Steven Horst

Highlighting the Timbers' stretch run

It's a time for tension to make the 2012 roster, but not everyone feels it
Sept. 28, 2012 / By Cliff Pfenning,

With four games left on their schedule, the Portland Timbers are out of the MLS playoff hunt, but they still have plenty to play for starting with the Cascadia Cup.

The Timbers return to action Saturday night when they play host to DC United at Jeld-Wen Field at 7:30 p.m.

The two teams have played through very different seasons: DC (15-10-5, 50 points) is tied for third place in the Eastern Conference and has won its last three games, while the Timbers (7-15-8, 29 points) will be seeking their first win in nearly a month.

Portland last scored a W and collected three points in the overall standings on Aug. 31, with a 1-0 victory over Colorado.

While they haven't won since August, the Timbers have shown the kind of resilience that might make supporters hopeful for a significant turnaround next season, which is even showcased in the MLS Power Rankings. Tuesday, the Timbers were ranked No. 15 of the 19 teams, having escaped the bottom spot where they were located in August. DC, despite being in the playoff race, is ranked No. 11.

After Saturday, Portland closes the season at Seattle, Oct. 7, at Vancouver, Oct. 21, and at home against San Jose, Oct. 27.

The team's players head into Saturday's game with three themes: stay poised to win the Cascadia Cup (Seattle and Vancouver play Saturday), get a win, and expose themselves to the coaching staff as the offseason approaches. It's a different view for each player.

Portland's roster is filled with young players - 20 of the 32 players on the current roster are 25 or younger - and want to grab valuable playing time as the offseason approaches.

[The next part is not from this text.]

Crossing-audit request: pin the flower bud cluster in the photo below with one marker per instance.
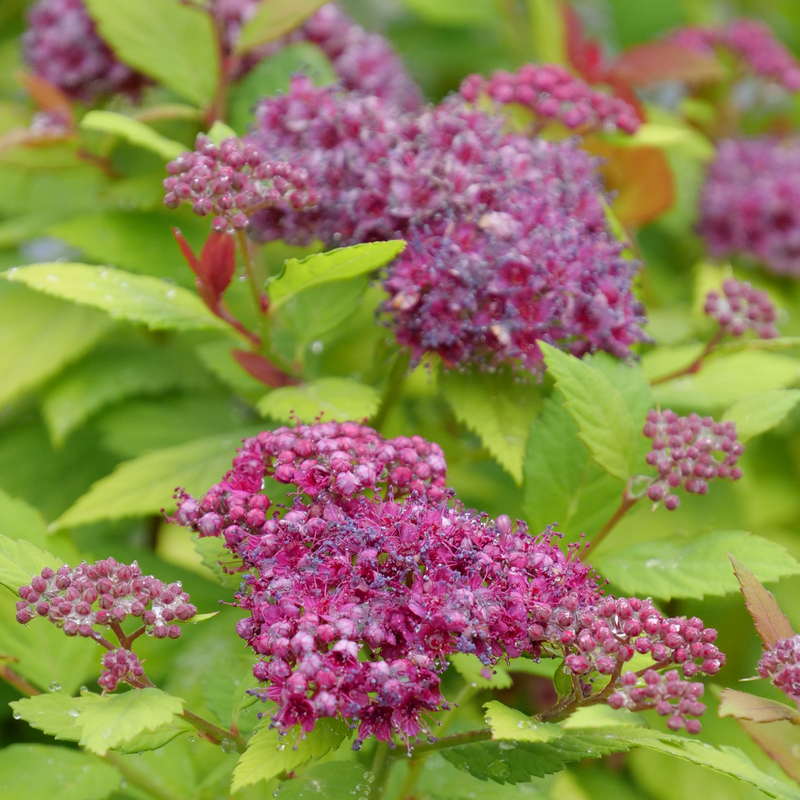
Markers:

Jack Jewsbury, one of the team's most experienced players, said that while keeping an eye on maintaining a roster spot for next season is part of the stretch run, getting a win is the more valuable element and the energy the younger players have shown is helpful to that.

"It's a good thing to have those players that you can look at and say 'hey in a few years they going to be some of the best players in the league," he said, "but in this business it's also about right now, and what we've been doing as of late, the way we've been dominating games, is good to see."

David Horst, one of the team's older players at age 26, said the tension that might surround a team of younger players hasn't materialized.

"When you get too much tension on a team, guys start getting after each other a little bit, but I haven't seen much of that at all with this team," he said. "Despite out record, the team's had great chemistry. I've seen teams that when they have a season like we're having they fall apart completely, but our team hasn't.

"It's definitely a positive. A lot of guys have matured, their games have matured ... it makes every single one of us better for next year."

Assistant coach Sean McAuley said this week that the level of experience isn't going to be that much of a factor in determinining the lineup for Saturday.

"I don't care whose name is on the back of the shirt," he said, "I care about what's on the front of the shirt and that the guys we have on the field are giving their maximum effort so we can get the result we want."